Editor:
Open letter to Mike Livingston, treasurer, Free D.C. Defense Fund:
Enclosed is my contribution to help Anise Jenkins and Karen Szulgit free D.C. I learned about the abusive relationship between Congress and D.C. while I was in law school there a few years ago.
I know for example taht the 535-member Congress micro-manages D.C.'s budget and public schools. Wyoming, by comparison, has a single elected superintendent of public instruction, and our state's school system is about the same size as D.C.'s. A 535-member board cannot manage a state-sized school system, even if it has good intentions.
D.C. citizens pay federal taxes, yet they have no representation in Congress. No one in Wyoming would tolerate taxation without representation. How can Congress subject D.C. to taxation without representation? Doesn't taxation without representation defy our Declaration of Independence?
Like Wyoming, much of D.C. land is owned by the federal government. Unlike Wyoming, however, D.C. has no congressional delegation to fight for fair property tax payments on the government's land. And Congress will not allow D.C. to maake its own decisions about income taxes and sales taxes. Wyoming cherishes its right to local control, and D.C. has a right to local control too.
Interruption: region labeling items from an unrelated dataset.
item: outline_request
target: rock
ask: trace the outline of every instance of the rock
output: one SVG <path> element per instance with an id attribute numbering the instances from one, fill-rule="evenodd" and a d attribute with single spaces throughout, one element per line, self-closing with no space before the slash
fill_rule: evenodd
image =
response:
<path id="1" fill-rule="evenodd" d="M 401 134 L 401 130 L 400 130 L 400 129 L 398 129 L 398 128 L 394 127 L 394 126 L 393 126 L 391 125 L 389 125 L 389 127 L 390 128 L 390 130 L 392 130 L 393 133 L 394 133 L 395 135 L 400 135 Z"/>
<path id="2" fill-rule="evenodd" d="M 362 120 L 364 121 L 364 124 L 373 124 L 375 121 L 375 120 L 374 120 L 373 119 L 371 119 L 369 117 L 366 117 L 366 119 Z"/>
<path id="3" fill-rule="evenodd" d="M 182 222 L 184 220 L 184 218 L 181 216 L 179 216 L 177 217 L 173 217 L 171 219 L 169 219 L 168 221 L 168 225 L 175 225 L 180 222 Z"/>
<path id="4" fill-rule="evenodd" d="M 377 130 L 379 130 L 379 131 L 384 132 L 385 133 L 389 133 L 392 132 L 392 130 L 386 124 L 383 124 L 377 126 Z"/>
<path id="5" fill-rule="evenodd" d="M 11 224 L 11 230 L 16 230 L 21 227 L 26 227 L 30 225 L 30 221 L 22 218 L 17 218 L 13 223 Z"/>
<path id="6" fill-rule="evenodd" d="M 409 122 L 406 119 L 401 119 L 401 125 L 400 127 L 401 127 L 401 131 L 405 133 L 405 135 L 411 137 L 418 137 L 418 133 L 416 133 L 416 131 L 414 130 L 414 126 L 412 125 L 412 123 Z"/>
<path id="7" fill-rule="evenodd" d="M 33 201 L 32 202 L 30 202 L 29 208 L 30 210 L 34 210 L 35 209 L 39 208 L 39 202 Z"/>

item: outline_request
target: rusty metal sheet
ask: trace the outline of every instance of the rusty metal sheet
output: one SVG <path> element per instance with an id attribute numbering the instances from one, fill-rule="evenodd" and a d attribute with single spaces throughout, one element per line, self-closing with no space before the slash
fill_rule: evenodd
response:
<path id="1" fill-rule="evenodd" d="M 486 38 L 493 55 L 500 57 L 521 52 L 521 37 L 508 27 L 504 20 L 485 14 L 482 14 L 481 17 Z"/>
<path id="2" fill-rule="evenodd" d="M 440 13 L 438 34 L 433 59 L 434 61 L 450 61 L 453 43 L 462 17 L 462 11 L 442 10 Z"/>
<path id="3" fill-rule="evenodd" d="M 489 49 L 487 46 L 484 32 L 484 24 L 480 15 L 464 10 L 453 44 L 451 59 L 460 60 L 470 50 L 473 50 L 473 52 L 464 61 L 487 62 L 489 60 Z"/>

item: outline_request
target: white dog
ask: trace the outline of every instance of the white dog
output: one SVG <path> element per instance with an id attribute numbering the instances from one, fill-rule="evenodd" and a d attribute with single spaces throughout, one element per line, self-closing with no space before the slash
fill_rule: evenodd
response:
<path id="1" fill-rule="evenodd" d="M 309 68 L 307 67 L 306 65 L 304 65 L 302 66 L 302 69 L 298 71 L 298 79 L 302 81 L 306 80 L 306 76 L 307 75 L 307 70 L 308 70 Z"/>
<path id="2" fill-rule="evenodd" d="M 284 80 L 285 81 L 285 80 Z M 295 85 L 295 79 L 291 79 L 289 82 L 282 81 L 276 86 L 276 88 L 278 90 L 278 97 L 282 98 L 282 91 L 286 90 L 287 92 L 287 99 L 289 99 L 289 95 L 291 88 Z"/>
I have read about the upcoming trial of Anise and Karen for allegedly disrupting Congress. According to what I have read, they did nothing but "petition the government for a redress of grievances according to their First Amendment rights.
If Congress want to run D.C., then they should set aside some time to listen to their D.C. constituents. If I disagree with the federal government, I can speak to my members of Congress. If D.C. citizens have no representatives and senators of their own, they they have a right to address the entire Congress. This is what Anise and Karen did, and if they go to jain for it, we should all be ashamed to call ourselves Americans.